The Full Monty for the actors, but not the audience

The Full Monty for the actors, but not the audience

Robert Tanitch reviews The Full Monty at Noel Coward Theatre, London W1.

The 1997 film was one of the most successful British films ever made. You will, no doubt, remember the story: unemployed Sheffield steelworkers decided that a quick way to make some easy money would be to imitate the Chippendales and go one strip further and be totally naked.

The action is set in the Thatcherite 1980’s, a time of recession, and the subject matter – the vulnerability, humiliation, despair and emasculation of unemployed men and the winning back of self-esteem – is essentially serious.  The film’s success was that its canny Northern mixture of comedy and pathos was always firmly rooted in reality. Desperate times call for desperate measures. There have been many stripper imitators in real life ever since.
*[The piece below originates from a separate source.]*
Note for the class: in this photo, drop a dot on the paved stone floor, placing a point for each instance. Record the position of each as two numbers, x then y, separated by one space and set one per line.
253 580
Simon Beaufoy, who wrote the screenplay, has now written a stage version. Daniel Evans’s production will not erase memories of the film and it does not have the grit and the emotional impact of the original; but the performances are fine, particularly those by Roger Morlidge, Craig Gazey and Jack Hollington.

The basic trouble now is that the audience’s raucous behaviour cheapens the play and spoils the evening for many people. The behaviour is stimulated by the advertisement which shows a naked man with BOOK NOW over his private parts followed by the bold statement: ALL WILL BE REVEALED,

The women in the audience were in hysterics from early on. They had clearly come for one thing and one thing only; and any hint that the actors on stage might start taking off their kit was greeted with applause, cheers and roars of laughter. They behaved as if they were attending a hen night all the time.

In the closing scene, the audience is actively encouraged to whoop it up by the actors, who are about to reveal all. There they are, their modesty protected only by strategically placed hats. As they remove the hats there is a blaze of light, which completely blinds the audience and so ensures that the audience sees absolutely nothing. Some women clearly felt they had been cheated.